Wet Bestuur & Toezicht Rechtspersonen na vier jaar door de Tweede Kamer

30-01-2020

Op 28 januari 2020 is het wetsvoorstel ‘Wet Bestuur & Toezicht Rechtspersonen’ aangenomen door de Tweede Kamer. Het wetsvoorstel voorziet in de behoefte vanuit de praktijk aan een duidelijke regeling voor bestuur en toezicht bij verenigingen, coöperaties, onderlinge waarborgmaatschappijen en stichtingen. De nieuwe en gewijzigde bepalingen sluiten grotendeels aan bij de reeds bestaande regels voor de naamloze en besloten vennootschap (de NV en de BV). Het wetsvoorstel leidt dus tot meer uniformiteit in het rechtspersonenrecht. Invoering van de nieuwe wet vindt hoogstwaarschijnlijk al per
1 juli 2020 plaats. De nieuwe wet wordt binnen vijf jaar na inwerkingtreding geëvalueerd.

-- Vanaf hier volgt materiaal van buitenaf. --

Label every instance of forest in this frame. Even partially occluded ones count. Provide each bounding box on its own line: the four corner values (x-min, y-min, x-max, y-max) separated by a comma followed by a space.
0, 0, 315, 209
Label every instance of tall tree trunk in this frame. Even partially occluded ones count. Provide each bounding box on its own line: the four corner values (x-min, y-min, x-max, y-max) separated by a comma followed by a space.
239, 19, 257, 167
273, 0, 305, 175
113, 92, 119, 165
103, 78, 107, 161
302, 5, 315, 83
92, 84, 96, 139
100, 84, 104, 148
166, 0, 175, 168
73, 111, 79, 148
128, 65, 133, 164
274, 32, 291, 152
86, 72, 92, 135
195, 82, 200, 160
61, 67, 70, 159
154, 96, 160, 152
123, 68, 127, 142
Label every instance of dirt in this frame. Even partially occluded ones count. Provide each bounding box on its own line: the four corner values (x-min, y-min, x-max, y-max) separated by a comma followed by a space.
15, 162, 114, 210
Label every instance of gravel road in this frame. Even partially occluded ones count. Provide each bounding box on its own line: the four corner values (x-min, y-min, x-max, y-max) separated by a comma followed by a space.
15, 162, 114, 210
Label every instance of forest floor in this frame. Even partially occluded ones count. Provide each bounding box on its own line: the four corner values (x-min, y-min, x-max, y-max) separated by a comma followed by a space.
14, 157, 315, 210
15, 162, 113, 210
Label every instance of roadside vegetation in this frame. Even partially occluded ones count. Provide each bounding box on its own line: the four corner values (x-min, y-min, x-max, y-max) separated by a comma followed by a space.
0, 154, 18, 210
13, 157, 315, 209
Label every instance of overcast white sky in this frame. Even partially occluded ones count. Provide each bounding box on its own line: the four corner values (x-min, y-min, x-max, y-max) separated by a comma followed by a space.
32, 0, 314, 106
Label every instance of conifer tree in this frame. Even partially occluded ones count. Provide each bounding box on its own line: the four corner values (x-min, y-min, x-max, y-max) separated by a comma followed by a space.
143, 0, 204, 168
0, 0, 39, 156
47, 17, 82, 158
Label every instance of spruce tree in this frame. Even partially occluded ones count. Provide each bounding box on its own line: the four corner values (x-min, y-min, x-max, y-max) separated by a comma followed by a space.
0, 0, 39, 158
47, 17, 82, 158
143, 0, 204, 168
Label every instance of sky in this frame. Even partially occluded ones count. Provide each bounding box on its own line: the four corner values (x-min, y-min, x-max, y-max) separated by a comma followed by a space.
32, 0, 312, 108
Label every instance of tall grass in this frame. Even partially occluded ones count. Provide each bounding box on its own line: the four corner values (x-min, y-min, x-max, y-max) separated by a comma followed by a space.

Samenvatting van een aantal belangrijke wijzigingen naar aanleiding van het wetsvoorstel:

  • Er komt een wettelijke grondslag voor een one-tier board bij de vereniging en de stichting. Binnen het bestuur kan daarmee onderscheid worden gemaakt tussen uitvoerende en niet-uitvoerende bestuurders.
  • Er komt een wettelijke grondslag voor een raad van commissarissen (RvC) voor alle rechtspersonen, waardoor wettelijke bepalingen en bevoegdheden voortaan voor elk toezichthoudend orgaan bij elke rechtspersoon gelden, ongeacht de naam van het orgaan.
  • De tegenstrijdig belangregeling zoals deze reeds voor bestuurders en commissarissen van de NV en de BV geldt wordt ook in de wet opgenomen voor verenigingen en stichtingen, met dien verstande dat voor stichtingen zal gelden dat het bestuur bij afwezigheid van een RvC toch zelf bevoegd is het besluit te nemen als zij de overwegingen die aan het besluit ten grondslag liggen schriftelijk vastlegt. De RvC is bij een tegenstrijdig belang van alle leden van dat orgaan ook zelf bevoegd om het besluit te nemen onder schriftelijke vastlegging van de overwegingen die aan het besluit ten grondslag liggen.
  • Bij verenigingen of stichtingen die vennootschapsbelastingplichtig zijn, of semipubliek zijn en op grond van sectorale wet- en regelgeving een jaarrekeningplicht hebben, wijzigt de regeling voor de aansprakelijkheid van bestuurders en toezichthouders bij faillissement:
    • het kennelijk onbehoorlijk bestuur of toezicht staat onweerlegbaar vast wanneer het bestuur niet heeft voldaan aan de administratieplicht of wanneer de jaarrekening niet tijdig is gepubliceerd; en
    • er wordt vermoed (weerlegbaar) dat de onbehoorlijke taakvervulling een belangrijke oorzaak is van het faillissement.
  • Een uitbreiding van de ontslaggronden voor bestuurders en toezichthouders van een stichting door de rechtbank. Een bestuurder of toezichthouder van een stichting kan op verzoek van een belanghebbende of van het openbaar ministerie door de rechtbank worden ontslagen wegens verwaarlozing van zijn taak, een ingrijpende wijziging van omstandigheden waardoor het in functie blijven niet langer kan worden geduld of wegens andere gewichtige redenen. Dit ontslag brengt van rechtswege een bestuursverbod van vijf jaren met zich mee.
  • Door twee eerder deze maand ingediende amendementen op het wetsvoorstel moeten verenigingen en stichtingen vanaf hun eerstvolgende statutenwijziging daarnaast aan de volgende voorschriften voldoen:
    • De beperking ten aanzien van meervoudig stemrecht zoals deze nu al geldt voor bestuurders van een NV en BV gaat ook voor alle andere rechtspersonen gelden. Een commissaris of bestuurder van een rechtspersoon kan binnen zijn orgaan niet méér stemmen uitbrengen dan de andere leden tezamen.
    • De statuten van een stichting en vereniging moeten voortaan net als de statuten van een NV en BV voorzien in een ontstentenis- en beletregeling voor het geval sprake is van ontstentenis of belet van alle leden van het bestuur en (indien ingesteld) de RvC .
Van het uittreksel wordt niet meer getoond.